Matanuska Glacier, Alaska

The beautiful weather we had yesterday remained to provide a nice clear sky all night long. For the first time I was able to spot a few stars although it’s still too light to see any but the brightest. We had not had such a clear night since the first week I was in camp. The distant snow capped peaks that are visible up Glacier Creek were very bright and scenic as the sun slowly dipped over the horizon. The scene was one that you wish could be preserved and experienced over and over. Although it doesn’t get totally dark, the absence of the sun always serves to cool things down whether it’s from the setting of the sun or daytime cloud cover. By morning the air felt quite cool and a good frost was on the stove as I made my morning coffee. By mid-morning we were off to town for yet another day of grocery shopping, laundry and showers.

Ben stayed behind and set up the ISCOs for yet another dye experiment. This time we decided to go farther up the glacier and pour into the moulin that we originally used with our salt experiments. We have gotten repeatable results with our first series of dye tests and now it’s time to build on those results a bit with a new experiment. It will be interesting to see what comes out of the samples when we analyze them tomorrow.

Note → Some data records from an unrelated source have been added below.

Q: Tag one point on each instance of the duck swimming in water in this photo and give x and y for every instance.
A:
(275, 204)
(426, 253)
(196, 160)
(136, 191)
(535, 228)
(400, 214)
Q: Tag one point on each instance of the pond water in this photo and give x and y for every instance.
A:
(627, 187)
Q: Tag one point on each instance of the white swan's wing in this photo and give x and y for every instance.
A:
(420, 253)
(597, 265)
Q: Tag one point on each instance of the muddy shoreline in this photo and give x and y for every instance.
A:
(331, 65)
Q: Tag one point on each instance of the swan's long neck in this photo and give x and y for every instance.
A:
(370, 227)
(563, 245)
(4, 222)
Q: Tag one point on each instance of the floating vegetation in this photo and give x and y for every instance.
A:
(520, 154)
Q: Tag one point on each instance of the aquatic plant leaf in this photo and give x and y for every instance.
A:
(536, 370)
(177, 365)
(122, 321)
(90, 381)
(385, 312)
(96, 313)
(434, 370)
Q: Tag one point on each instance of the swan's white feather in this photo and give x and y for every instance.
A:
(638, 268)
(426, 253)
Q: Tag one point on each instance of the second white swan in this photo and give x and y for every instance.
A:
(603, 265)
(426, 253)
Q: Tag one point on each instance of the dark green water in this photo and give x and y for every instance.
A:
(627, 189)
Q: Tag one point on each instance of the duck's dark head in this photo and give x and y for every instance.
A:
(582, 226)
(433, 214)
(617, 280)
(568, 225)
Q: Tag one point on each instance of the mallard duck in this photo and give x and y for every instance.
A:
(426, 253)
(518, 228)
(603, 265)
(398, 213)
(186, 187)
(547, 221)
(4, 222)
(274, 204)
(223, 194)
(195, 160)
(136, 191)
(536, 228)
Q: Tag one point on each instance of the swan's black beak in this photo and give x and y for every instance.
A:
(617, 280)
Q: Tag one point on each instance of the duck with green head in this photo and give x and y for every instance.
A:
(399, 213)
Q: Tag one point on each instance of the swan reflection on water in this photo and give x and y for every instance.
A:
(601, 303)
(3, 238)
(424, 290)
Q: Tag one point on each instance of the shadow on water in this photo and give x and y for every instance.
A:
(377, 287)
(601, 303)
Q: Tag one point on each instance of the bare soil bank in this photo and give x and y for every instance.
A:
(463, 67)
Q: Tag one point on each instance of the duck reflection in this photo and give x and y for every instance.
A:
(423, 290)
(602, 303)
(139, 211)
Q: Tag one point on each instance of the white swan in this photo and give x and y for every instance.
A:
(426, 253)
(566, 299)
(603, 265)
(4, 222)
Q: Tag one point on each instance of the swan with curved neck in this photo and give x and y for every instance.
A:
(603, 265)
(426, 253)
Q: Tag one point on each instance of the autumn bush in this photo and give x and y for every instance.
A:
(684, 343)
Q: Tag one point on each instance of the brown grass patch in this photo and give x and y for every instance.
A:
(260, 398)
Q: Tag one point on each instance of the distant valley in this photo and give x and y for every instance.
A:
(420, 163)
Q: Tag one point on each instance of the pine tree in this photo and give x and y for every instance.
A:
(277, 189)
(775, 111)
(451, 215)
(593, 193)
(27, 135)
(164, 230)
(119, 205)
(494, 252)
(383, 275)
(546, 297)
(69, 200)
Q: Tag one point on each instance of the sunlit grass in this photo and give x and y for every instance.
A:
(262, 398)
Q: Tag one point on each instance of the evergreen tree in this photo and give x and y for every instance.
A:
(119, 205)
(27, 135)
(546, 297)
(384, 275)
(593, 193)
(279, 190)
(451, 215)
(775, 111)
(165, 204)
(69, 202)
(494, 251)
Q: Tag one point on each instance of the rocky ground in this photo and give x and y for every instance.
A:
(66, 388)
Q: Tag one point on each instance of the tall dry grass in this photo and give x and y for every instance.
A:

In many of the pictures I’ve included in these journals it has been obvious that there is a lot of rocks and debris on the surface of the glacier here. The Matanuska is a bit unusual in the extent and spreading of debris near the terminus. This debris which includes large boulders, gravel and sand is called a moraine. There are several basic types of moraines.

A “lateral moraine” runs parallel to the glacier and lines both sides of it. They are generally created by two processes: 1) a build up of debris between the sides of the glacier and the bases of the surrounding mountains from rockslides off the mountain slopes and 2) abrasion of sediment and plucking of rocks and boulders from the side valley walls by the glacier itself.

A “medial moraine” is created whenever two ice flows merge. As the glaciers meet, a pile of debris from each glacier’s lateral moraine is pushed up in between them. These are easily recognized in pictures or from the air as a ribbon of black material running down the middle of the glacier. There can be more a number of medial moraines on a glacier if several flows come together at different places along the path of the glacier.

An “end or recessional moraine” is created at the terminus as the ice melts and deposits rocks and debris. These can form if the terminus of a glacier remains essentially in the same place for a long period of time. If this moraine is the farthest down the valley it is called the “terminal moraine”. The terminal moraine of the Matanuska Glacier is near Elmendorf Air Force base near Anchorage and was produced beyond the confluence of the Matanuska and Knik Glaciers about twelve to fourteen thousand years ago. There are no distinct recessional moraines between this terminal moraine and about four miles from the present terminus. This suggests to geologists that it retreated rapidly back to near the present location. Currently the glacier is receding at about ten meters per year.

Marvin Giesting


You can see a large and a small medial moraine as well as the lateral moraines in this picture. The medial moraines spread out near the terminus of this glacier. The green area in the foreground is stagnant ice and supports wooded vegetation. As you move across the moraine you get into the active ice which has many flowers growing near the stagnant ice. Still farther across the debris is too rocky or thin to support any vegetation.


In this area near North Vent you can see the forested stagnant ice as well as flowers growing on the active ice.


It looks like a moonscape out on the moraines. You can barely see the white ice off in the distance.


The supraglacial debris thins out more and more as you move a cross the moraine toward the englacial (white) ice. Notice the rough angular edges to this material.